2. Optimistic Updates for Perceived Performance
Social apps need to feel instant. Nobody wants to wait for a server response to see their like register. We implemented optimistic updates across all social interactions:
const likeMutation = useMutation({
mutationFn: (postId: string) => api.posts.like(postId),
onMutate: async (postId) => {
// Cancel outgoing refetches
await queryClient.cancelQueries({ queryKey: ['post', postId] })
// Snapshot current state
const previousPost = queryClient.getQueryData(['post', postId])
// Optimistically update
queryClient.setQueryData(['post', postId], (old) => ({
...old,
liked: true,
likeCount: old.likeCount + 1,
}))
return { previousPost }
},
onError: (err, postId, context) => {
// Rollback on error
queryClient.setQueryData(['post', postId], context.previousPost)
},
})3. Strategic Data Fetching
Not all data is created equal. We categorized our data into three tiers:
| Tier | Cache Time | Example |
|---|---|---|
| Static | 24 hours | Whiskey catalog, distillery info |
| Semi-dynamic | 5 minutes | User profiles, post counts |
| Real-time | No cache | Notifications, chat messages |
This dramatically reduced server load while keeping the app feeling fresh.
The Backend Stack
After experimenting with several options, I landed on Bun + Elysia for the backend. Here's why:
- Performance: Bun is fast. Really fast. Cold starts are nearly instant.
- Developer Experience: Elysia's type inference is magical. Define your schema once, get types everywhere.
- Ecosystem: Full compatibility with the npm ecosystem meant no compromise on tooling.

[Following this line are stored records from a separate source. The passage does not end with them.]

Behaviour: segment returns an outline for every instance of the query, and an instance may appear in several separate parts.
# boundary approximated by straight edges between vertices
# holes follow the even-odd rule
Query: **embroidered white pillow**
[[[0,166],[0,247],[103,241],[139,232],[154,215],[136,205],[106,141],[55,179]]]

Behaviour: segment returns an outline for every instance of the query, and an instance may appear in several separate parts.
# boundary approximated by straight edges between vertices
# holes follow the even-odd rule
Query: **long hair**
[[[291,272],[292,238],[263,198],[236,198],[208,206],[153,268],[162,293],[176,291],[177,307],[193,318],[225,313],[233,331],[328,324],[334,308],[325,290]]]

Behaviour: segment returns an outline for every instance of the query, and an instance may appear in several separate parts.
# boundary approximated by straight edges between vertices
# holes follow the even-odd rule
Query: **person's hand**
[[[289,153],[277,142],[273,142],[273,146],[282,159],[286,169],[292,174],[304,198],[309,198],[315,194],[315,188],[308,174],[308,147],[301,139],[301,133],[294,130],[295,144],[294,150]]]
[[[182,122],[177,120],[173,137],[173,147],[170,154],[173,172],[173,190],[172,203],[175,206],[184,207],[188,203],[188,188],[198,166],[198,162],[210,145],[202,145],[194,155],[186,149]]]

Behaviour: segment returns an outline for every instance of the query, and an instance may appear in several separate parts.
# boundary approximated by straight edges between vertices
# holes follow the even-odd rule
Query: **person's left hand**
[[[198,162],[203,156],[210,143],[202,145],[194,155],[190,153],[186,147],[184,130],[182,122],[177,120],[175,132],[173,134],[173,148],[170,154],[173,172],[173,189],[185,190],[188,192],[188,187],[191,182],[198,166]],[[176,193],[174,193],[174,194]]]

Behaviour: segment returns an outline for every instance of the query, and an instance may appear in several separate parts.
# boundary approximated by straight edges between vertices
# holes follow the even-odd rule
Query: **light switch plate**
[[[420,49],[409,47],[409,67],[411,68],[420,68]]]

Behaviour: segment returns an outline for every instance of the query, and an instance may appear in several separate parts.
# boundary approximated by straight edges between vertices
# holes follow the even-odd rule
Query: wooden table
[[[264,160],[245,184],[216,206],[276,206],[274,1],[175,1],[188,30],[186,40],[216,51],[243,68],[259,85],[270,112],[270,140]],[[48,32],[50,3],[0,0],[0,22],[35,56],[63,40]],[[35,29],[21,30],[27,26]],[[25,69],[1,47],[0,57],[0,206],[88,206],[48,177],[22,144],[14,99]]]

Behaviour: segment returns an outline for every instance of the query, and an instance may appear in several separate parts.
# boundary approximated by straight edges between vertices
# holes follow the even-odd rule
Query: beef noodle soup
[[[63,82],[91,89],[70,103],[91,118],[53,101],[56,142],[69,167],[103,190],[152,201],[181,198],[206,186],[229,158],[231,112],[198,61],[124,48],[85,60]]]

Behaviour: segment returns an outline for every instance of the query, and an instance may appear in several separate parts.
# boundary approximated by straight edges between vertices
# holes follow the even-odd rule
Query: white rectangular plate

// Elysia route with full type inference
app.post('/posts', async ({ body, user }) => {
const post = await db.insert(posts).values({
...body,
author_id: user.id,
created_at: new Date(),
}).returning()
return post
}, {
body: t.Object({
content: t.String({ minLength: 1, maxLength: 500 }),
whiskey_id: t.String(),
}),
})Lessons Learned
Start Simple, Then Optimize
My initial database schema was over-normalized. I had separate tables for everything because "that's the right way." In practice, this led to:
- Complex queries with 5+ joins
- Slow read performance
- Difficult debugging
We eventually denormalized some frequently-accessed data, accepting minor data duplication for major performance gains.
Invest in Developer Experience
Setting up proper tooling early paid dividends:
- TypeScript strict mode from day one
- Automated testing for critical paths
- Consistent code formatting with Prettier
- Pre-commit hooks to catch issues early
The upfront cost was worth it. Onboarding new code paths became predictable.
Monitor Everything
We integrated error tracking and performance monitoring from the start. When issues arose in production, we had the data to diagnose quickly.
"You can't improve what you don't measure."
What's Next
Building NEAT taught me that scalable apps aren't about using the "right" technology—they're about making pragmatic decisions based on real constraints.
The stack matters less than understanding your users' needs and optimizing for them.